Terre di Campania saluta un Maestro: Luciano De Crescenzo, l’incarnazione dello spirito napoletano, un legame speciale con una città che lo ricorderà per sempre
Luciano De Crescenzo, una personalità intrigante e coinvolgente.
Credo di essere una di quelle scalette con soli tre gradini, che si trovano nelle biblioteche e che consentono di prendere i libri dagli scaffali che stanno più in alto. Avrei voluto aggiungere che quando si studia è determinante la voglia di studiare: più un allievo si appassiona a una materia e più è facile che la capisca.
Un professore con un unico intento, quello di invogliare la conoscenza della filosofia in un ragazzo di sedici anni. Un tentativo piuttosto ambizioso, ma non impossibile.
C’è in più il mio modo di raccontare da alcuni definito (purtroppo) “umoristico”. Infine, non è colpa mia se ogni tanto mi scappa una battuta: a tale proposito colgo l’occasione per chiarire che a consigliarmi per primo di scrivere un libro di filosofia non fu un editor ma un appassionato di anagrammi.
Il titolo Storia della filosofia greca anagrammato delinea proprio quella indole di cui pocanzi: ridi e fai folla grossa e colta.
Luciano De Crescenzo ha incarnato come pochi lo spirito del napoletano. Con Napoli ha sempre intrattenuto un legame speciale, un riferimento costante all’interno di ogni sua opera. La definizione che ne ha restituito è stata ogni volta originale.
… anche se Napoli, quella che dico io, non esiste come città, esiste sicuramente come concetto, come aggettivo … Napoli è la città più Napoli che conosco e che dovunque sono andato nel mondo ho visto che c’era bisogno di un poco di Napoli.
Napoli per me non è la città di Napoli ma solo una componente dell’animo umano che so di poter trovare in tutte le persone, siano napoletane o no. A volte penso addirittura che Napoli possa essere ancora l’ultima speranza che resta alla razza umana. (Così parlo Bellavista)

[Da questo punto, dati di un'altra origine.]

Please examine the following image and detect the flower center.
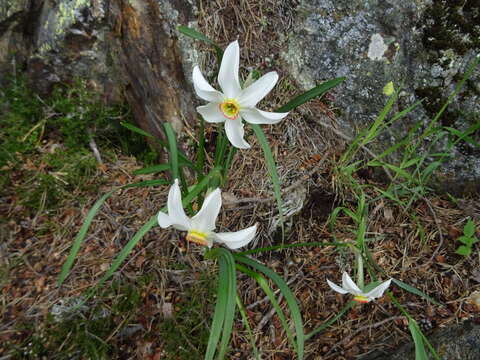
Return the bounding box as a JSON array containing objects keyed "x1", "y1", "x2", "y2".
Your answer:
[
  {"x1": 187, "y1": 230, "x2": 208, "y2": 246},
  {"x1": 220, "y1": 99, "x2": 240, "y2": 120},
  {"x1": 353, "y1": 295, "x2": 368, "y2": 304}
]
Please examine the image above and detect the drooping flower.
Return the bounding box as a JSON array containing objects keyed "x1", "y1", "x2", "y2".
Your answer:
[
  {"x1": 193, "y1": 41, "x2": 288, "y2": 149},
  {"x1": 157, "y1": 179, "x2": 257, "y2": 249},
  {"x1": 327, "y1": 272, "x2": 392, "y2": 303}
]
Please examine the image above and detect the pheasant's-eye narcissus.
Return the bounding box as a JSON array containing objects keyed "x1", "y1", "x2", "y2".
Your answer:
[
  {"x1": 193, "y1": 41, "x2": 288, "y2": 149},
  {"x1": 157, "y1": 179, "x2": 257, "y2": 249}
]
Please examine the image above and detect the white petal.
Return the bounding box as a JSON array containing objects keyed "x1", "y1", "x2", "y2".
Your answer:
[
  {"x1": 192, "y1": 66, "x2": 223, "y2": 103},
  {"x1": 167, "y1": 179, "x2": 191, "y2": 231},
  {"x1": 327, "y1": 279, "x2": 348, "y2": 294},
  {"x1": 238, "y1": 71, "x2": 278, "y2": 108},
  {"x1": 157, "y1": 211, "x2": 172, "y2": 229},
  {"x1": 218, "y1": 41, "x2": 242, "y2": 98},
  {"x1": 225, "y1": 116, "x2": 250, "y2": 149},
  {"x1": 211, "y1": 224, "x2": 257, "y2": 249},
  {"x1": 197, "y1": 103, "x2": 225, "y2": 122},
  {"x1": 365, "y1": 279, "x2": 392, "y2": 300},
  {"x1": 342, "y1": 272, "x2": 362, "y2": 295},
  {"x1": 240, "y1": 108, "x2": 288, "y2": 124},
  {"x1": 192, "y1": 189, "x2": 222, "y2": 233}
]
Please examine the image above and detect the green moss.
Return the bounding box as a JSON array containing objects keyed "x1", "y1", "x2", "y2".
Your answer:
[
  {"x1": 158, "y1": 274, "x2": 215, "y2": 360},
  {"x1": 0, "y1": 73, "x2": 156, "y2": 212}
]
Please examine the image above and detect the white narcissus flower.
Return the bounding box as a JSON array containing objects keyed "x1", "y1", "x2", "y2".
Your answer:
[
  {"x1": 327, "y1": 272, "x2": 392, "y2": 303},
  {"x1": 193, "y1": 41, "x2": 288, "y2": 149},
  {"x1": 157, "y1": 179, "x2": 257, "y2": 249}
]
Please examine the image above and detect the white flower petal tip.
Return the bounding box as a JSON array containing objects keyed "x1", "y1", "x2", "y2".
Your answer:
[
  {"x1": 240, "y1": 108, "x2": 288, "y2": 124},
  {"x1": 342, "y1": 272, "x2": 362, "y2": 294},
  {"x1": 157, "y1": 211, "x2": 172, "y2": 229},
  {"x1": 365, "y1": 279, "x2": 392, "y2": 300},
  {"x1": 157, "y1": 183, "x2": 257, "y2": 249},
  {"x1": 327, "y1": 272, "x2": 392, "y2": 303},
  {"x1": 192, "y1": 65, "x2": 223, "y2": 103},
  {"x1": 238, "y1": 71, "x2": 278, "y2": 108},
  {"x1": 191, "y1": 189, "x2": 222, "y2": 233},
  {"x1": 218, "y1": 41, "x2": 242, "y2": 98},
  {"x1": 197, "y1": 103, "x2": 225, "y2": 123},
  {"x1": 213, "y1": 224, "x2": 257, "y2": 250},
  {"x1": 225, "y1": 119, "x2": 250, "y2": 149},
  {"x1": 327, "y1": 279, "x2": 348, "y2": 294},
  {"x1": 192, "y1": 41, "x2": 288, "y2": 149}
]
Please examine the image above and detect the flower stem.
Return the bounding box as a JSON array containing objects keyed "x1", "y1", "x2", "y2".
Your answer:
[{"x1": 355, "y1": 249, "x2": 365, "y2": 291}]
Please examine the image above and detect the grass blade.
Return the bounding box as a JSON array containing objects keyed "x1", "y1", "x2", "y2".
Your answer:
[
  {"x1": 408, "y1": 319, "x2": 428, "y2": 360},
  {"x1": 57, "y1": 179, "x2": 169, "y2": 286},
  {"x1": 234, "y1": 254, "x2": 305, "y2": 360},
  {"x1": 120, "y1": 121, "x2": 155, "y2": 138},
  {"x1": 218, "y1": 248, "x2": 237, "y2": 360},
  {"x1": 250, "y1": 124, "x2": 283, "y2": 233},
  {"x1": 57, "y1": 189, "x2": 118, "y2": 286},
  {"x1": 305, "y1": 300, "x2": 355, "y2": 341},
  {"x1": 237, "y1": 241, "x2": 349, "y2": 255},
  {"x1": 195, "y1": 116, "x2": 205, "y2": 181},
  {"x1": 133, "y1": 164, "x2": 170, "y2": 175},
  {"x1": 276, "y1": 77, "x2": 345, "y2": 112},
  {"x1": 97, "y1": 168, "x2": 220, "y2": 287},
  {"x1": 163, "y1": 122, "x2": 180, "y2": 179},
  {"x1": 235, "y1": 294, "x2": 261, "y2": 360},
  {"x1": 205, "y1": 250, "x2": 229, "y2": 360},
  {"x1": 237, "y1": 264, "x2": 298, "y2": 352},
  {"x1": 392, "y1": 279, "x2": 443, "y2": 306}
]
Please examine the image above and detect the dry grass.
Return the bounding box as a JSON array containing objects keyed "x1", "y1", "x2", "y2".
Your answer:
[{"x1": 0, "y1": 0, "x2": 480, "y2": 360}]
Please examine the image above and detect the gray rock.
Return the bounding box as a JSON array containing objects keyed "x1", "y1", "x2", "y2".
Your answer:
[
  {"x1": 361, "y1": 321, "x2": 480, "y2": 360},
  {"x1": 283, "y1": 0, "x2": 480, "y2": 194},
  {"x1": 0, "y1": 0, "x2": 199, "y2": 145}
]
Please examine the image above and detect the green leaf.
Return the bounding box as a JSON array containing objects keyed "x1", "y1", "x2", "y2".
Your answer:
[
  {"x1": 163, "y1": 122, "x2": 180, "y2": 179},
  {"x1": 120, "y1": 121, "x2": 155, "y2": 138},
  {"x1": 57, "y1": 189, "x2": 118, "y2": 286},
  {"x1": 237, "y1": 242, "x2": 349, "y2": 255},
  {"x1": 177, "y1": 25, "x2": 223, "y2": 63},
  {"x1": 455, "y1": 245, "x2": 472, "y2": 256},
  {"x1": 177, "y1": 25, "x2": 217, "y2": 46},
  {"x1": 57, "y1": 179, "x2": 169, "y2": 286},
  {"x1": 408, "y1": 318, "x2": 428, "y2": 360},
  {"x1": 205, "y1": 250, "x2": 229, "y2": 360},
  {"x1": 218, "y1": 248, "x2": 237, "y2": 360},
  {"x1": 236, "y1": 294, "x2": 261, "y2": 360},
  {"x1": 457, "y1": 236, "x2": 474, "y2": 247},
  {"x1": 250, "y1": 124, "x2": 283, "y2": 233},
  {"x1": 392, "y1": 279, "x2": 442, "y2": 306},
  {"x1": 234, "y1": 254, "x2": 305, "y2": 360},
  {"x1": 237, "y1": 264, "x2": 298, "y2": 352},
  {"x1": 305, "y1": 300, "x2": 355, "y2": 340},
  {"x1": 97, "y1": 168, "x2": 220, "y2": 287},
  {"x1": 276, "y1": 77, "x2": 345, "y2": 112},
  {"x1": 463, "y1": 219, "x2": 475, "y2": 237}
]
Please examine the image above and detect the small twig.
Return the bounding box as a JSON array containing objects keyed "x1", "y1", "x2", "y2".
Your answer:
[
  {"x1": 325, "y1": 316, "x2": 405, "y2": 359},
  {"x1": 245, "y1": 274, "x2": 300, "y2": 310},
  {"x1": 424, "y1": 198, "x2": 443, "y2": 262},
  {"x1": 224, "y1": 151, "x2": 330, "y2": 205}
]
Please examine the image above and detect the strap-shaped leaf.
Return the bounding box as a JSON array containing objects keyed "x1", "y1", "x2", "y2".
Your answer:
[
  {"x1": 276, "y1": 77, "x2": 345, "y2": 112},
  {"x1": 234, "y1": 254, "x2": 305, "y2": 360}
]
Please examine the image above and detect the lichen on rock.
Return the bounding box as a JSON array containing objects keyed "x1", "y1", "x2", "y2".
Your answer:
[{"x1": 283, "y1": 0, "x2": 480, "y2": 194}]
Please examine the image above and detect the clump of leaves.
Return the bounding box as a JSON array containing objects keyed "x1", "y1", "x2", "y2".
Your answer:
[{"x1": 455, "y1": 219, "x2": 478, "y2": 256}]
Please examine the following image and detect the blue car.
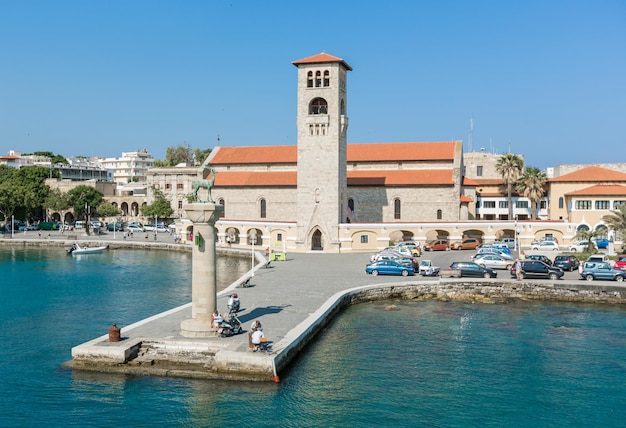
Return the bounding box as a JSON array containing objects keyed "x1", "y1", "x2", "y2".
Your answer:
[
  {"x1": 365, "y1": 260, "x2": 415, "y2": 276},
  {"x1": 580, "y1": 262, "x2": 626, "y2": 282},
  {"x1": 594, "y1": 238, "x2": 609, "y2": 249}
]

Peculiarità, pregi e difetti, tradizioni e memorie dei napoletani hanno alimentato il suo intero percorso artistico e letterario. Un’umorista acuto e brillante che ha saputo cogliere di continuo il volto insolito e positivo dell’esistenza. Ma soprattutto capace di uniformarsi al “pressappoco” tutto napoletano, una vera e propria filosofia di vita, un modo di essere, una prospettiva unica sul mondo. Un’angolatura che gli ha concesso la possibilità di restare in possesso di una visione spontanea, tollerante e flessibile della vita nei confronti di ciò che per sé stesso ha ritenuto fondamentale: amore, religione, arte e scienza. La saggezza e l’umiltà di immedesimarsi nelle condizioni esistenziali altrui, di cambiare opinione quando opportuno, preferire la primavera all’estate, il caso al destino, l’ironia alla comicità.
La napoletanità era per me il dialogo, i rapporti interpersonali, la musica, il sentimento e tutte quelle manifestazioni umane di cui più sentivo la mancanza a Milano. La milanesità, invece, era il rispetto per il prossimo, la capacità di mettersi in fila, la puntualità e il senso civico.

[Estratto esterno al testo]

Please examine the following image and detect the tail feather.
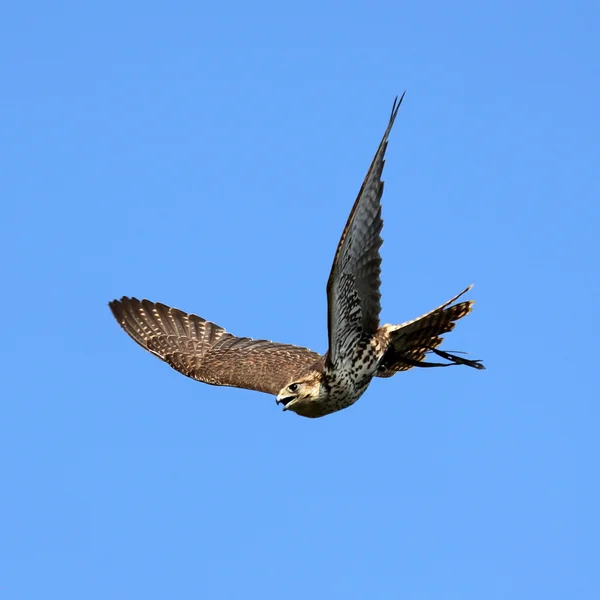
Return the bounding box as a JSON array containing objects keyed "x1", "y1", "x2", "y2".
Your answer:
[{"x1": 377, "y1": 286, "x2": 485, "y2": 377}]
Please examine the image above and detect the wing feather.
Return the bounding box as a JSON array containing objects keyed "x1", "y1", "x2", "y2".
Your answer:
[
  {"x1": 327, "y1": 94, "x2": 404, "y2": 365},
  {"x1": 109, "y1": 297, "x2": 321, "y2": 395}
]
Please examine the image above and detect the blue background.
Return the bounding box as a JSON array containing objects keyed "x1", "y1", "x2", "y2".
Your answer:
[{"x1": 0, "y1": 1, "x2": 600, "y2": 600}]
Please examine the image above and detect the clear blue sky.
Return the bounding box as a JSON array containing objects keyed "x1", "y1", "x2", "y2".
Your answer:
[{"x1": 0, "y1": 0, "x2": 600, "y2": 600}]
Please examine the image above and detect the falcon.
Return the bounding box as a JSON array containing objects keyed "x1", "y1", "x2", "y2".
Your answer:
[{"x1": 109, "y1": 94, "x2": 485, "y2": 418}]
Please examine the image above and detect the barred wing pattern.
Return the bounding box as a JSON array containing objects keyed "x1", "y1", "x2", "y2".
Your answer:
[
  {"x1": 327, "y1": 94, "x2": 404, "y2": 367},
  {"x1": 109, "y1": 297, "x2": 321, "y2": 395},
  {"x1": 377, "y1": 286, "x2": 485, "y2": 377}
]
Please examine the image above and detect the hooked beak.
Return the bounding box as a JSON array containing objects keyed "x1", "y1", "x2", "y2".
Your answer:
[{"x1": 275, "y1": 394, "x2": 296, "y2": 410}]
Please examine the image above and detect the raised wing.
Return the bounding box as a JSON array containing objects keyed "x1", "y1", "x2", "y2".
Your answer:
[
  {"x1": 109, "y1": 297, "x2": 320, "y2": 395},
  {"x1": 327, "y1": 94, "x2": 404, "y2": 365}
]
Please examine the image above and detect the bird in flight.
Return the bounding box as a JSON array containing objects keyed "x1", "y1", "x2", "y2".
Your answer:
[{"x1": 109, "y1": 94, "x2": 485, "y2": 418}]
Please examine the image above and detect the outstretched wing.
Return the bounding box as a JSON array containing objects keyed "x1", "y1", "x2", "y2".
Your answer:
[
  {"x1": 327, "y1": 94, "x2": 404, "y2": 365},
  {"x1": 376, "y1": 286, "x2": 485, "y2": 377},
  {"x1": 109, "y1": 297, "x2": 320, "y2": 395}
]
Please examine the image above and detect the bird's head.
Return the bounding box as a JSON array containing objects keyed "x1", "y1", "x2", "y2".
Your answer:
[{"x1": 277, "y1": 372, "x2": 326, "y2": 418}]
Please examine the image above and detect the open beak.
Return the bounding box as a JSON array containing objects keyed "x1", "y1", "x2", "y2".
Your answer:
[{"x1": 276, "y1": 395, "x2": 296, "y2": 410}]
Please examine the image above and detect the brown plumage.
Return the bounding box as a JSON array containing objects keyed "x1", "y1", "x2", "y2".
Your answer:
[{"x1": 109, "y1": 95, "x2": 484, "y2": 417}]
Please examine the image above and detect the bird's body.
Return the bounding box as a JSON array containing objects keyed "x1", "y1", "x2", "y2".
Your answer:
[{"x1": 109, "y1": 96, "x2": 484, "y2": 417}]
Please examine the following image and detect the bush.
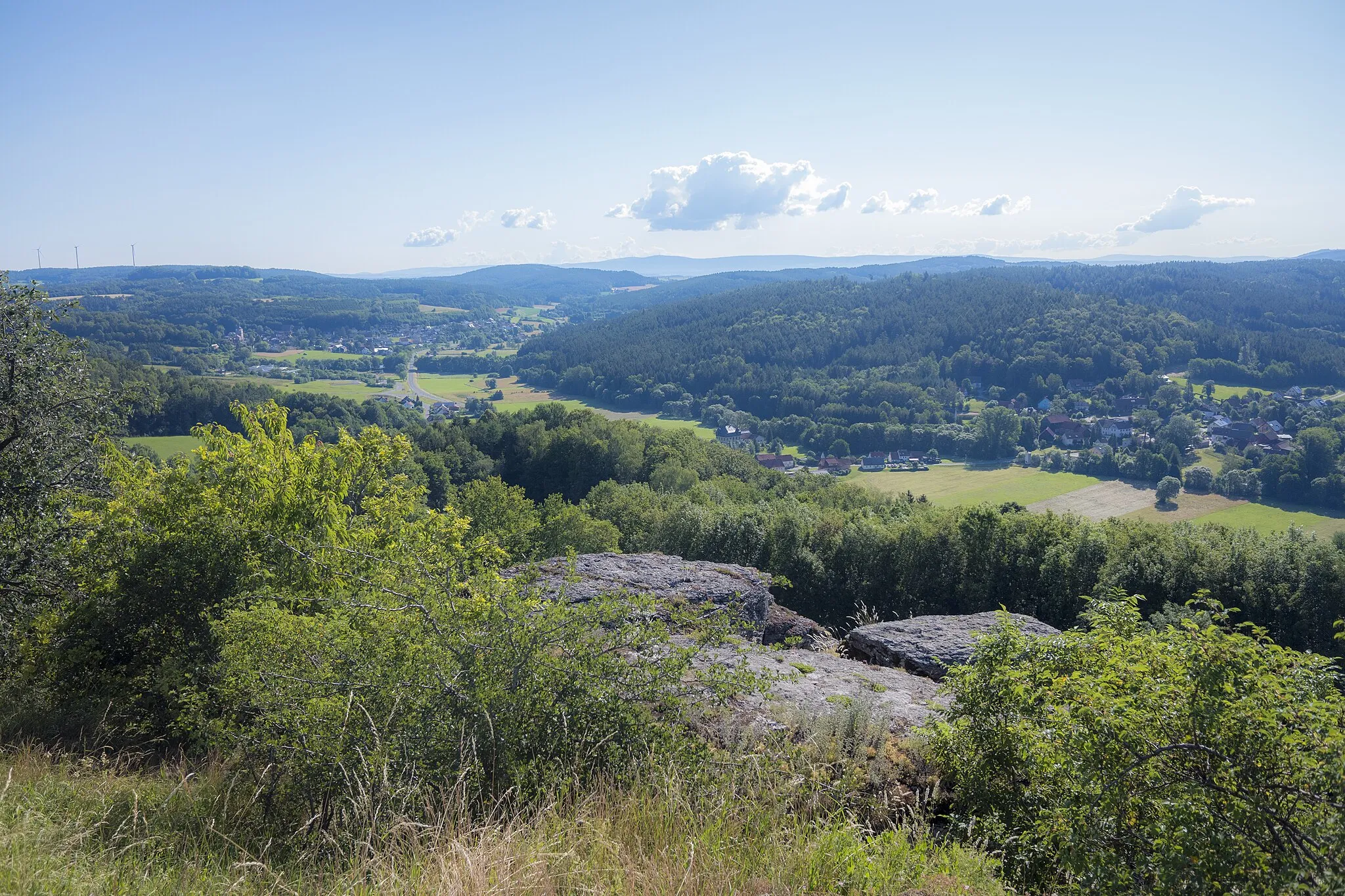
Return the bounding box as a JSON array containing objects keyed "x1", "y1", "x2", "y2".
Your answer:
[
  {"x1": 931, "y1": 595, "x2": 1345, "y2": 893},
  {"x1": 1185, "y1": 466, "x2": 1214, "y2": 492},
  {"x1": 1154, "y1": 475, "x2": 1181, "y2": 503}
]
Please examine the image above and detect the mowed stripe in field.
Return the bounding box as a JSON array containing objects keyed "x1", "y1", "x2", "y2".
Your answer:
[
  {"x1": 1028, "y1": 481, "x2": 1154, "y2": 520},
  {"x1": 850, "y1": 463, "x2": 1099, "y2": 507}
]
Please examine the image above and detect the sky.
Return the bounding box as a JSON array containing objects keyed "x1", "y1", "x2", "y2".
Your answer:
[{"x1": 0, "y1": 0, "x2": 1345, "y2": 272}]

La redazione di Terre di Campania ti saluta, con l’affetto e
l’amore dei nostri cuori e delle nostre penne.
Napoli tutta ti saluta, colma di quell’amore che solo questa città porta in
grembo e sa donare.
Che cosa vuol dire veramente “amare”? è dedizione, crescita, esplorazione, conoscenza, passione, condivisione? L’amore è quel sentimento che più di tutti ci aiuta a capire il significato del tempo, e non perché duri per sempre – forse solo l’amore per un figlio può considerarsi eterno – ma semplicemente perché ci consente di avere una diversa percezione della durata della nostra vita. (Non parlare, baciami. La filosofia e l’amare)
Con le emozioni che ci hai fatto provare, hai reso gli attimi del tempo più larghi, hai allargato la nostra vita facendoci sentire meno soli e, appunto, più amati. Ciao Luciano.